Banks, traditionally, are a way in which you can store your money. If you choose the correct bank, then your money is relatively safe. There is also a small chance that you will be able to gain cash on top of what you have deposited (known as interest), but interest rates are so low across the board nowadays that you will tend not to make more than in line with inflation.
On this page, we are going to discuss how banks work. This is more of a general overview, and there may be small changes between banks and the like, but for the most part, banks in every single country are going to follow this same ‘structure’.

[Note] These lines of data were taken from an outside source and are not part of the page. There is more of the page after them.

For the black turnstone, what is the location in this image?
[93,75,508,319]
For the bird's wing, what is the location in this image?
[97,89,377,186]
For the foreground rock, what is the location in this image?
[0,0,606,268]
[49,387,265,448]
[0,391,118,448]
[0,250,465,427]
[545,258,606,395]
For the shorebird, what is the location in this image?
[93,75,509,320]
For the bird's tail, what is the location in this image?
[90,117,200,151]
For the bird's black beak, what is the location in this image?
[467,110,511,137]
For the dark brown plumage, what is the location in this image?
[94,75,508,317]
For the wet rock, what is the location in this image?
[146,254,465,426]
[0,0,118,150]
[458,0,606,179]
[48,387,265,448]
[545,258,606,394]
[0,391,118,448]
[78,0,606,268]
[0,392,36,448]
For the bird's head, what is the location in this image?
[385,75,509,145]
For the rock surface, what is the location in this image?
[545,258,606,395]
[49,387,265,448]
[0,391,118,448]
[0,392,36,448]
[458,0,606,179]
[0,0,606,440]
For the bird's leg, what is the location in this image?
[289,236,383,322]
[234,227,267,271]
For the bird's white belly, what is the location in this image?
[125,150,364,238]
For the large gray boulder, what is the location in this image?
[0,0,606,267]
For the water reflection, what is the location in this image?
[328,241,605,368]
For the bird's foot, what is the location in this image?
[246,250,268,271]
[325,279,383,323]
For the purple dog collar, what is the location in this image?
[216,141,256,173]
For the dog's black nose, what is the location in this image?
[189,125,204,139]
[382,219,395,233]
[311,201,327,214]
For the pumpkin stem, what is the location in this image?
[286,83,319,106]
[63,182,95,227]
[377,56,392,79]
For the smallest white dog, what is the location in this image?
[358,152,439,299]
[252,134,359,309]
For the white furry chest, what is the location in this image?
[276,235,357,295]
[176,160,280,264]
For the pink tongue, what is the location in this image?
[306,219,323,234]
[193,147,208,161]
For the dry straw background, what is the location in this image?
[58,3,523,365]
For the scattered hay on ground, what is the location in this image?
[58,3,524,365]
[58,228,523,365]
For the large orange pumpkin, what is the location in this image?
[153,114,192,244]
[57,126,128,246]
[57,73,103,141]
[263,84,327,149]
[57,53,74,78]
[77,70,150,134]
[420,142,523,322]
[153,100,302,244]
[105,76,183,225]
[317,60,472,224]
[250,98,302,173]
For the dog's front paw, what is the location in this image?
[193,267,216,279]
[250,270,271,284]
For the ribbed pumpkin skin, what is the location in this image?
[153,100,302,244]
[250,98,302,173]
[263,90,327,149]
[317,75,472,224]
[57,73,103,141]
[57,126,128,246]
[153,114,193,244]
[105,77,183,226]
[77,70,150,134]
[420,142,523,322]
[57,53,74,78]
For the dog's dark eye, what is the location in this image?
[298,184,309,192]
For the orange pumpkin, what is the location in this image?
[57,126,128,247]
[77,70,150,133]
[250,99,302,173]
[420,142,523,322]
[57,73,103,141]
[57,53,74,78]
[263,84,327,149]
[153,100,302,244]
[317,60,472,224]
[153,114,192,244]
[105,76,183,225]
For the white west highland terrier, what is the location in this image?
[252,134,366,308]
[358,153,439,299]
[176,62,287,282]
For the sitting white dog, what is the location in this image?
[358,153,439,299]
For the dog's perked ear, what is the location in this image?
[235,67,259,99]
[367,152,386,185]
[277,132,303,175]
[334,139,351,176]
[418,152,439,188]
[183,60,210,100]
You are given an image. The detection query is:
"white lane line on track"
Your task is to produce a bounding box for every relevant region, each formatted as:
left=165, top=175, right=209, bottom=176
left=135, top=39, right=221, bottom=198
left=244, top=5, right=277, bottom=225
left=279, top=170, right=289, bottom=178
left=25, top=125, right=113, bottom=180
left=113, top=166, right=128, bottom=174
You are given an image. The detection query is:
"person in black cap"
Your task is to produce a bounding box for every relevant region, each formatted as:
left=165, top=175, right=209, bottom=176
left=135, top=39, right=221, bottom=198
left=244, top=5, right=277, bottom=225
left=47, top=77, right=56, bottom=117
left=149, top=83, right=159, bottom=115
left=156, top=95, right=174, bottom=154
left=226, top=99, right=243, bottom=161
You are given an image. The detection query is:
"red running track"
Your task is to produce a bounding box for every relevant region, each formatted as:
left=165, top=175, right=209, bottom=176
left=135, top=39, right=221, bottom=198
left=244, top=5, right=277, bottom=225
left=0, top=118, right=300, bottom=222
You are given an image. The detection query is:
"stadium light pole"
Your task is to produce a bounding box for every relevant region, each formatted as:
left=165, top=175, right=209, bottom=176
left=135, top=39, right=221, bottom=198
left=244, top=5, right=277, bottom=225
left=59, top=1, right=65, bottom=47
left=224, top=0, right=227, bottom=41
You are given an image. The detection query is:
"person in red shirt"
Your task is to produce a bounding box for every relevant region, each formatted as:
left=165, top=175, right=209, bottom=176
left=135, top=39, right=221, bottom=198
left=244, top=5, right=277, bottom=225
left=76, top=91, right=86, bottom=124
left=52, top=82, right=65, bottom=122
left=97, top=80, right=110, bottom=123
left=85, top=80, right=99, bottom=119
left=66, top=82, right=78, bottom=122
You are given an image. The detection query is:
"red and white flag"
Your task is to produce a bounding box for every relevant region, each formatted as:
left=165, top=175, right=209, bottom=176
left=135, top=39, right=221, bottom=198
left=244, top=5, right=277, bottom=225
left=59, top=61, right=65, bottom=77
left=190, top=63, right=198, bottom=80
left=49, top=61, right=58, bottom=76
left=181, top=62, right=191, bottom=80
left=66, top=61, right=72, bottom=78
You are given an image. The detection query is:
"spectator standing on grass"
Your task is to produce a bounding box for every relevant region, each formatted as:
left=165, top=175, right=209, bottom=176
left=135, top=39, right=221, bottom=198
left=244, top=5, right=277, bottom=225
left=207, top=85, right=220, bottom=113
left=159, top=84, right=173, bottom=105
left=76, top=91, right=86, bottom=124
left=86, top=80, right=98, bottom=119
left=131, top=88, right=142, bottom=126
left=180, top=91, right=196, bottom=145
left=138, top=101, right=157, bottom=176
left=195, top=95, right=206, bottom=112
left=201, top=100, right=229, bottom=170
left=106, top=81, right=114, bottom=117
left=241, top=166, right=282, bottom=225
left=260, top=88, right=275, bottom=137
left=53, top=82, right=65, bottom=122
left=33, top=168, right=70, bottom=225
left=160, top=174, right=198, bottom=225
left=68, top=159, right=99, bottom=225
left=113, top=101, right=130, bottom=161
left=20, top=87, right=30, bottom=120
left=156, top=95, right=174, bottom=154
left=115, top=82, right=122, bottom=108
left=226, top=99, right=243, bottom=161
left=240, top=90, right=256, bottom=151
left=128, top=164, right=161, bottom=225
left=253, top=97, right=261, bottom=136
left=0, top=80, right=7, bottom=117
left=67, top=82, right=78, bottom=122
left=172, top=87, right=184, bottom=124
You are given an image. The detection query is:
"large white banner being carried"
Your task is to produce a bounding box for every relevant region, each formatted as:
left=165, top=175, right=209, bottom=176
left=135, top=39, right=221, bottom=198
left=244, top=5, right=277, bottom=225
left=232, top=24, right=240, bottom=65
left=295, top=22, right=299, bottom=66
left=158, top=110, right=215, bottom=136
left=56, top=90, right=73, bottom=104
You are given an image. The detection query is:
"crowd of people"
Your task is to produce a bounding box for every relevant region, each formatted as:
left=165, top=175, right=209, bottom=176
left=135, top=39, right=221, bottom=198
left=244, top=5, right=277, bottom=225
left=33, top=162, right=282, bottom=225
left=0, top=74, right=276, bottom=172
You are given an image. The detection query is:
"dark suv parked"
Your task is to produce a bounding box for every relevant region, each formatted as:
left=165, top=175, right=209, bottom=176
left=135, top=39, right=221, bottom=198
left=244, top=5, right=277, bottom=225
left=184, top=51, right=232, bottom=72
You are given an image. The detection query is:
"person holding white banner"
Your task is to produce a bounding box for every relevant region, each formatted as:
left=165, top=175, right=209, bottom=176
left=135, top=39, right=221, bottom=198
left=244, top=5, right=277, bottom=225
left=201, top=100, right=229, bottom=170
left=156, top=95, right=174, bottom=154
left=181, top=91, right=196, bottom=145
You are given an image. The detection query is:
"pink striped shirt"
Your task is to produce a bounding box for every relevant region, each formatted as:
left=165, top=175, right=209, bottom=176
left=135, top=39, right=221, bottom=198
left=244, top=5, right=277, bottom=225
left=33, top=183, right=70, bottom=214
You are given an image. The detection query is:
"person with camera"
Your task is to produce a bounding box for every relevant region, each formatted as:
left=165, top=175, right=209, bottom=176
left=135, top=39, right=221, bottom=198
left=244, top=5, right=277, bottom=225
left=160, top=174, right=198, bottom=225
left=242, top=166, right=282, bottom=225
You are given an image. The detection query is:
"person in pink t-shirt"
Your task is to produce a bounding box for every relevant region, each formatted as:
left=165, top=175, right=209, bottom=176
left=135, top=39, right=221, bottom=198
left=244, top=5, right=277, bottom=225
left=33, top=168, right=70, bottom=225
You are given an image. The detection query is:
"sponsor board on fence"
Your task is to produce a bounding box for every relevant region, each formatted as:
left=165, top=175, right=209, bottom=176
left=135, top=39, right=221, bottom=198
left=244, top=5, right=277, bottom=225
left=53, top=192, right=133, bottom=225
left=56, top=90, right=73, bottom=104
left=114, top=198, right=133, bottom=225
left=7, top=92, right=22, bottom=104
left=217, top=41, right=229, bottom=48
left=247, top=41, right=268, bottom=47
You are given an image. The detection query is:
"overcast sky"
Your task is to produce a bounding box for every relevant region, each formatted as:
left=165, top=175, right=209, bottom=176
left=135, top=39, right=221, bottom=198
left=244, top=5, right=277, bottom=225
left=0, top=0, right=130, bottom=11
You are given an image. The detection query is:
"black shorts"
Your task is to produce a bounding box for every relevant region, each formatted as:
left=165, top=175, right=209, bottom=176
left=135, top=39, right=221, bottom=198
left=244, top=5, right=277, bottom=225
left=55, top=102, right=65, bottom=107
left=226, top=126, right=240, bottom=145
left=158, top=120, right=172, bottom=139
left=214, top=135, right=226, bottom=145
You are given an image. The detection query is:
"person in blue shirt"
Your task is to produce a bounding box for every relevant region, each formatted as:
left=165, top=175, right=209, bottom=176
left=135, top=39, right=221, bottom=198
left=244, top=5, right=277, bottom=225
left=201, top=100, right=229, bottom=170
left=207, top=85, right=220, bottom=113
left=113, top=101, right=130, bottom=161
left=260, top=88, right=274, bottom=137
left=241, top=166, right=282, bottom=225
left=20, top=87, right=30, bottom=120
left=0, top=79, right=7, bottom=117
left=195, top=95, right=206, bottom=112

For most people, banks are going to be nothing more than a place in which they can store their money. However, some banks will also allow you to store valuable items there too. However, since there is no money to be gained on the storage of valuable items, banks will charge a fee for these services.
Your bank will allow you full access to your cash at all times. You will normally be able to go to a retail branch to withdraw your cash, through an ATM, make payments online, make payments in store etc.
There have been cases where people have been unable to gain access to the cash that they have deposited into a bank. This is because the bank is going through a collapse. Some banks suffered this issue in the United Kingdom and the United States during the financial crisis. However, most governments will now ‘cover’ any amount deposited into these banks under a certain amount, which means that you should no longer lose cash during a banking crisis, not that a banking crisis is ever going to be a good thing for the economy.
Banks won’t just keep the money a person or company has deposited in their vaults. Technically, when you deposit money into a bank, you will be lending the money to the bank. This is where ‘interest’ comes from. Although, more on that in a short while.
The other services that a bank offers will come in the form of lending. They will do a lot of lending. They will offer home mortgages, loans to businesses, investment projects, investing in the stock market etc. When they invest in these projects, they are not investing with their own cash. Instead, they are investing with the cash lent to them by the people using the bank.
When they lend out money, they will be doing it a high-interest rate. Historically, they would have been lending at a 6% interest rate, although this number can vary drastically nowadays due to the deregulation of banks, and in the interests of competition.
The idea is that the money is lent out at this high-interest rate and borrowed from the person depositing the cash at a low-interest rate. Let’s say, it is deposited at 3%. The 3% borrowing rate (which would be unusually high) would go back to the people and businesses that have deposited money into the account, and the 3% difference will go towards the profits and the general running of the bank.
Banks will also make their money in other ways. For example; when a card or cheque is used, the bank may charge a fee for this. In fact, this is where banks make a good proportion of their money nowadays. They only make 1% on each transaction, but since most transactions nowadays are done through card or cheque, this money is going to add up quite considerably.
Because interest rates have fallen quite a bit in recent years, it is unlikely that you will gain anything other than the ‘convenience’ of having your money deposited in a bank. In fact, in many cases, you will be charged money to have your cash deposited at a bank. This will cover all the services that a bank offers you, e.g. having retail outlets that you can use and a convenient way in which you can handle your cash with the bank.